Most likely to be turned into new legislation in the short-term is the opinion published by a highly influential working party within the EC. Representatives of every EU data protection agency have decided that the way cookies are currently used for behavioural targeting is not in compliance with the demands of the ePrivacy Directive.
At the moment, advertising networks put cookies onto a user’s browser to track them across sites they serve to. Based on where that cookie has been spotted, contextual and behavioural targeting is used to decide which ads get seen.
What has vexed the Article 29 Working Party is the notion that this is informed consent. As it points out, three of the four leading web browsers come with a default setting to accept all cookies. Few consumers every change that, even if some routinely delete the cookies in their cache.
So the opinion is that networks – and software vendors – need to come up with a mechanism to allow for actual informed consent to be captured. It must also be quick and easy for consumers to change their mind and withdraw that consent.
Any suggestions as to how this can be done should be directed to Brussels. Given the influence this group has, expect regulation to emerge fairly swiftly. And it will be the digital marketing industry that is expected to work out how to comply – the EC will not be offering any help, just changing the rules.
Just to make last Thursday even more memorable, the European Commissioner for Justice decided that the UK has not given the Information Commissioner all the powers he should have under the Data Protection Directive. At issue here is that British courts have the final say over deletion or alteration of personal data, not the ICO.
As part of an escalation of its dispute with the UK, the EC has gone to stage two of its process and given the British Government two months to respond with a plan. It will be interesting to watch Kenneth Clarke chew that one over. Prior to the election, the Conservatives were talking up the ICO as one of the great agencies of the state, which may indicate a willingness to give way.
It will be some years down the line before anything much happens, especially if the UK undertakes appeals and other delaying tactics. Eventually it will have to comply, making the ICO probably the most powerful regulator in the country.

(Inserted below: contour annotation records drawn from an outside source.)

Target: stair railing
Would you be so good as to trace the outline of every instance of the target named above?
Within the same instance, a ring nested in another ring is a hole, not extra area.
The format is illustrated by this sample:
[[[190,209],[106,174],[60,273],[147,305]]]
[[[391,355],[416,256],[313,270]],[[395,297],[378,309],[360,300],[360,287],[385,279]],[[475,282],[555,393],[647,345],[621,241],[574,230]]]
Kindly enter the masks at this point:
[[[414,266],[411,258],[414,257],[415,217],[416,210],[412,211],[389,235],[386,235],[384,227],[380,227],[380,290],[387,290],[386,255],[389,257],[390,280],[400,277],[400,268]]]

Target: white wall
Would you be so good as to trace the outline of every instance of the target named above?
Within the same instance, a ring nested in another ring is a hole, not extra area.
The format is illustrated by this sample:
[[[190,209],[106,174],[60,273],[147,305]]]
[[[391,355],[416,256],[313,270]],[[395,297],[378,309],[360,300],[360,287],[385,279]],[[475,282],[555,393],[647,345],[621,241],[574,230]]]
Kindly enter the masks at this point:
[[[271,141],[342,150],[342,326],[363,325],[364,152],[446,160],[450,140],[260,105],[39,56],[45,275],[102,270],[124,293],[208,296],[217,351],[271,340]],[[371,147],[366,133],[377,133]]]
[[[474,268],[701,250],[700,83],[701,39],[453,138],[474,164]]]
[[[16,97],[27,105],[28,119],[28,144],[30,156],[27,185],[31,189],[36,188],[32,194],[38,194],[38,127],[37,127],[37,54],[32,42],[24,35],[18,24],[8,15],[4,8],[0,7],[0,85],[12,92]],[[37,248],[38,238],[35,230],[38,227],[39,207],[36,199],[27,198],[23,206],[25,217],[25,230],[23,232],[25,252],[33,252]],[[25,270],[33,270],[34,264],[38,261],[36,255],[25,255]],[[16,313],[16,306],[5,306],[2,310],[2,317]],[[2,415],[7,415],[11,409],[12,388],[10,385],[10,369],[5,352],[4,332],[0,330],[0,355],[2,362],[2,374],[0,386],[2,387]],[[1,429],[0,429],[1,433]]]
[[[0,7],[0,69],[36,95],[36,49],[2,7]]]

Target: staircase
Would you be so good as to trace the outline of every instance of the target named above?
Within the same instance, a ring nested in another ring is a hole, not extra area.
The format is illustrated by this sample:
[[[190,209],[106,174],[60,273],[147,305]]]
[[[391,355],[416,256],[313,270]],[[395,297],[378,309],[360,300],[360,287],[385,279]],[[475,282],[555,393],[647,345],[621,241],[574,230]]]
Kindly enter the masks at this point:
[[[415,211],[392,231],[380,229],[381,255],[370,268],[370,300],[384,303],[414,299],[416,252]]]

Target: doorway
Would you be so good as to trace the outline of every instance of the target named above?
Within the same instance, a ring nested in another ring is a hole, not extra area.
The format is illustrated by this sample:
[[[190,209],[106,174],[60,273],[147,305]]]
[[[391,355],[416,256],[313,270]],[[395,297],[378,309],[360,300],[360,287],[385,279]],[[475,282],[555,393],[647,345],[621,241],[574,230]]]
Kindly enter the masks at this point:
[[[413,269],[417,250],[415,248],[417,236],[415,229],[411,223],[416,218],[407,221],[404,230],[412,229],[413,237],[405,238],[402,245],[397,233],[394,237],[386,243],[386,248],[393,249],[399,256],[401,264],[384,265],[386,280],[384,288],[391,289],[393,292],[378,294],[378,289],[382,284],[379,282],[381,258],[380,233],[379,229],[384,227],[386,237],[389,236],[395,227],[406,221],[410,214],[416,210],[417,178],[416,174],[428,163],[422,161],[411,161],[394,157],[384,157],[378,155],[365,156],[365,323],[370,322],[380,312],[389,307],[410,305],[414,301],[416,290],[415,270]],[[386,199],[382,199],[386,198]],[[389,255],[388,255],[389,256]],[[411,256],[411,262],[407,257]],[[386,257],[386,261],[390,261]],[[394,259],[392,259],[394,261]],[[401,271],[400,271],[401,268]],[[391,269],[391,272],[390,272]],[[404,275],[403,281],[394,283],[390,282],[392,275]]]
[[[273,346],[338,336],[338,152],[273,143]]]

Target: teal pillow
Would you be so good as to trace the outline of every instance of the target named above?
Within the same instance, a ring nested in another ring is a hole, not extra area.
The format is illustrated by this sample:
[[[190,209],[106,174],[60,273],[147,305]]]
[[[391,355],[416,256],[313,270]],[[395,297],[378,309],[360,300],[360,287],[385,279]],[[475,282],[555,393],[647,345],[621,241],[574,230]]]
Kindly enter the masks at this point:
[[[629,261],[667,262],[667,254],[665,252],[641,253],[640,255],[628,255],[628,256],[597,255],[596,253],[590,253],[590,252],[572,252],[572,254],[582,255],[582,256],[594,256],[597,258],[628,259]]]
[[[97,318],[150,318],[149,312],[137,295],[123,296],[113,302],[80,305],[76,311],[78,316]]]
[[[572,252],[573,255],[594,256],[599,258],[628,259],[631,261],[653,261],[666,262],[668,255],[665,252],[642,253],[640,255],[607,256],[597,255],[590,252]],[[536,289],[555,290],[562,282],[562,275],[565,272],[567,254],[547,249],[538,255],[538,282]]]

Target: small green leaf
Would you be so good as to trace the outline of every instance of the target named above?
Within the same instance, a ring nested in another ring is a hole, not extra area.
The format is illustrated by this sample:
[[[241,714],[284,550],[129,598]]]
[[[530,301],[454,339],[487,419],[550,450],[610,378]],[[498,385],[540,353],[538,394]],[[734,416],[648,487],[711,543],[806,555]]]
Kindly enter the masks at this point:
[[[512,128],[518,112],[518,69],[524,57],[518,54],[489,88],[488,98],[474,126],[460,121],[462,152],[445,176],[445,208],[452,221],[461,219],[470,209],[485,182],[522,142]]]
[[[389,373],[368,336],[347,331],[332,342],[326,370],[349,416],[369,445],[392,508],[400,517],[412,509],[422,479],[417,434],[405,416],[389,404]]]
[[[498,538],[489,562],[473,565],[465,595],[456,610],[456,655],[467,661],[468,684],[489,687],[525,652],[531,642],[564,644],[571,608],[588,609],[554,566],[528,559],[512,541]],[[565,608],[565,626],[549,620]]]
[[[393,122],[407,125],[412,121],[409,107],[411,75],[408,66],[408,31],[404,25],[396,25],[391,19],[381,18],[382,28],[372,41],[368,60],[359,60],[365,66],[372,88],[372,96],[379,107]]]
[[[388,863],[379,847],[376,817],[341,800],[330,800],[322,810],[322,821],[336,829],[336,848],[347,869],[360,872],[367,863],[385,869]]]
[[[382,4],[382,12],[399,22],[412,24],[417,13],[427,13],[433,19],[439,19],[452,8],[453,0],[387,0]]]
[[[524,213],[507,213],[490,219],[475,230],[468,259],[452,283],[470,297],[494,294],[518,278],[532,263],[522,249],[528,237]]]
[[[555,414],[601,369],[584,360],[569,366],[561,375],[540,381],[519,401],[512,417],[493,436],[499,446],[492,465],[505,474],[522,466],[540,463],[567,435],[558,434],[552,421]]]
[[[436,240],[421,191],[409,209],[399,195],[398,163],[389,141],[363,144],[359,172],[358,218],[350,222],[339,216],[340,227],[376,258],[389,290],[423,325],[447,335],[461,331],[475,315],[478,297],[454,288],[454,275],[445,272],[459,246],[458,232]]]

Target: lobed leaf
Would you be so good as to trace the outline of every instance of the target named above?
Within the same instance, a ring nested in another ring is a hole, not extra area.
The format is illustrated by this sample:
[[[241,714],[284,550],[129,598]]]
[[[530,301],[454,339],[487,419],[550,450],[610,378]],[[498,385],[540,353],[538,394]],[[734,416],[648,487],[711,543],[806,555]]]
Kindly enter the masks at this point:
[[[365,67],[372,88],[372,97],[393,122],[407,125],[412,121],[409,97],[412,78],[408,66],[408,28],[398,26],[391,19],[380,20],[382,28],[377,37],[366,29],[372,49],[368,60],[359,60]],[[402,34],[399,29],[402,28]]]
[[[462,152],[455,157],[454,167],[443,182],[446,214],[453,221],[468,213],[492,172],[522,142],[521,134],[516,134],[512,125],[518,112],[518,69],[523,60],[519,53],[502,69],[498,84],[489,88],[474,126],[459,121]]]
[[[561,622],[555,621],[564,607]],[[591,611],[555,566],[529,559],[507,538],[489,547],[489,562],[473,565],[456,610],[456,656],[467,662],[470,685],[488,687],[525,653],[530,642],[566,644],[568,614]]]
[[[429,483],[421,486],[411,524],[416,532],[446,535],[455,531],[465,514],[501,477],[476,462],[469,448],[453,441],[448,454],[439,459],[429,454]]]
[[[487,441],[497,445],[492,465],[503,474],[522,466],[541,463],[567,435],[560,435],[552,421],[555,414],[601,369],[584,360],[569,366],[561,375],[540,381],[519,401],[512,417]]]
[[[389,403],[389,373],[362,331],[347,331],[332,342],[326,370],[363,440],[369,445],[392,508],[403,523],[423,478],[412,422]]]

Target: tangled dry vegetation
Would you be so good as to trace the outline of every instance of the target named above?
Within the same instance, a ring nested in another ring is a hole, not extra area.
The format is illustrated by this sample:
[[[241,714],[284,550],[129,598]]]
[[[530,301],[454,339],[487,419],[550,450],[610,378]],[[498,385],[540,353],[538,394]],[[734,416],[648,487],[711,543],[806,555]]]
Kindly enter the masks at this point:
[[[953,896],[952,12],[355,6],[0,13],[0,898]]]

Data processors have readily accepted the enhanced fines the ICO now wields, even if some large organisations will still arbitrage the penalties of breaching the Data Protection Act with the commercial gains they might make in doing so. When disputes about personal data get settled by the ICO rather than courts of law, however, it might give many companies a real pause for thought.
It has been obvious for some time that the mood within Europe has been to tighten up data regulations considerably. Few of us expected that, like Belgian trams, two such game-changing actions would come at the same time.